Joe heads for the mountains, where he is eventually tracked by Montana, who now has the opportunity, for which he has been waiting. Just as he traps Joe at gunpoint, however, shots ring out, forcing Montana to scramble for his own life. In his panic, Montana tumbles down a hill, and Joe manages to escape, discovering on his route the man who has saved his life–one of Devine’s own men, Horsethief Shorty, who brings him the news of another miracle: Old Amarante is going to recover. Joe hurries home to harvest his beans, and the whole town turns out to help in celebration. As the harvesting gets under way, police sirens drown out the noise of the workers. Montana arrives and has Joe arrested and handcuffed, charging him with attempted murder and unlawful flight. Before he can leave the field with his prisoner, however, Montana finds himself surrounded by Joe’s friends and supporters, who, with guns drawn, refuse to allow him to take Joe away.

The resulting standoff ends when Montana receives a call over the squad-car radio from the governor, who, fearing political repercussions, orders Montana to drop all charges against Joe. Their ordeal finally over, the townspeople gather in jubilation for a harvest dance, where Ruby succeeds in getting everyone, even Milagro’ s sheriff, to sign a petition opposing the development.

Nichols’ self-deprecating humor shines as he treats his reader like a best friend taking a walk with him down memory lane, recalling the highs and lows that have shaped his life. With refreshing honesty, the author admits his faults and notes the arrogance that has driven him to write. “Says “Milagro Beanfield War” author John Nichols: “It never feels just like Taos to me.

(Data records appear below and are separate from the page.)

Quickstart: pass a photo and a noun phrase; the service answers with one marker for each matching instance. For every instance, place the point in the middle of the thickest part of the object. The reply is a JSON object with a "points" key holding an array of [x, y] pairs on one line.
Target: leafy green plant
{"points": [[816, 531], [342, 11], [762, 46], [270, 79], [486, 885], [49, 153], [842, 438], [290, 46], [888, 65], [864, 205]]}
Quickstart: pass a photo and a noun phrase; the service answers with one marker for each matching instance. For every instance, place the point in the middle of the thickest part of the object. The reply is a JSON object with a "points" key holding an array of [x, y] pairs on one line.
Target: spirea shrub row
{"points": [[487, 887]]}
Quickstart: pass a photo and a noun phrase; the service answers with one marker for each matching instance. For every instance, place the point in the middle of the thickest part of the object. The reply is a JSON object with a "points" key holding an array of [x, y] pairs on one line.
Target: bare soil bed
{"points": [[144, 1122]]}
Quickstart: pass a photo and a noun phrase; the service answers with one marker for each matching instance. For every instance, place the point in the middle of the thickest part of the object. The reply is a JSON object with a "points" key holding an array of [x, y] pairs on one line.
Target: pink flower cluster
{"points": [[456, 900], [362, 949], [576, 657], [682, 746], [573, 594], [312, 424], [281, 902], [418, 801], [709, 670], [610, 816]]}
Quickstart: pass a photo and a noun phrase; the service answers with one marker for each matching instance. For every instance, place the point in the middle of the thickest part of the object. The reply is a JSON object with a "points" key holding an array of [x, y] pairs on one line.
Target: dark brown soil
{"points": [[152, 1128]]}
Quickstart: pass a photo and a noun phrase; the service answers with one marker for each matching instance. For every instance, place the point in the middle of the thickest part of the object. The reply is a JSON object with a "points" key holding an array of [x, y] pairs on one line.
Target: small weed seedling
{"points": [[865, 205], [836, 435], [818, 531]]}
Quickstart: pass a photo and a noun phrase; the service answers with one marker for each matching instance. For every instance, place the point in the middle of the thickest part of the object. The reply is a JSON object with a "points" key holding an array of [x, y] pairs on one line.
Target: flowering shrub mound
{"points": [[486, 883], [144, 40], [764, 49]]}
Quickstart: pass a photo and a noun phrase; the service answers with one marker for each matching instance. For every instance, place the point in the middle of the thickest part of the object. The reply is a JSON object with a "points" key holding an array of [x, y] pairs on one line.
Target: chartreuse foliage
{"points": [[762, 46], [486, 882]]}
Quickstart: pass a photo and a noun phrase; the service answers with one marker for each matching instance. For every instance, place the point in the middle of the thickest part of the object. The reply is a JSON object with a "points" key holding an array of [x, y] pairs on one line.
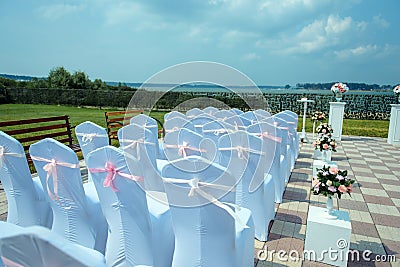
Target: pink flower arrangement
{"points": [[396, 89], [318, 116], [330, 181], [339, 87]]}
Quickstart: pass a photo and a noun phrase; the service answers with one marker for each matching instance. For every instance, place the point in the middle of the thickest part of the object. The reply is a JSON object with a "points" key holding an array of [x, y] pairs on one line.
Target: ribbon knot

It feels like some laboratory where the whole universe is on display.” (Guthrie, 2000)

That sets the stage for a very politically oriented memoir, which one would already expect if they’ve read any of Nichols’ more popular New Mexico series on land grant and water right battles. Nichols refers to himself as a liberation ecologist, but does not focus exclusively on environmental issues. He explains that he was inspired by his father and grandfather to examine the human environment in every sense. Nichols has passionate feelings about the natural world, but also is driven by the need to understand and tell the story of the human condition.

He outlines his belief that we live in perilous times. Nichols recognizes that we live in an era of financial prosperity and are relatively free from the bloodshed that marked the era of world wars, but he still is unhappy with the environmental and social self-destruction of humanity we see today. Nichols offers, by far, the most levelheaded approach to environmental and social analysis. He does not fall into any left- or right-wing traps and isn’t blinded by ideology. He simply retraces his life and shares with the reader the life-changing moments that defines who he is as a writer. Nichols already had a social conscience early in life, but he was so focused on writing the great American novel that he never really examined his instincts to recognize and correct inequality beyond the written word. He explains that he was fresh out of college; self- absorbed and only cared about his writing.

A trip to Guatemala to visit a friend from college in 1964 changed his life and was a social-political awakening. Nichols was taken aback by the disparity the likes of which he had never seen before. He was horrified and in awe of people who survived in a destitute environment ravaged by poverty. Worse yet, he realized that the long arm of the U.S. government had helped institute the disparity and squalor that humble Guatemalans suffered under. In an age where the myth exists that only minority writers can justly cover minority issues, Nichols has turned that idea on its head by proving that he can write some of the greatest novels to date on such topics.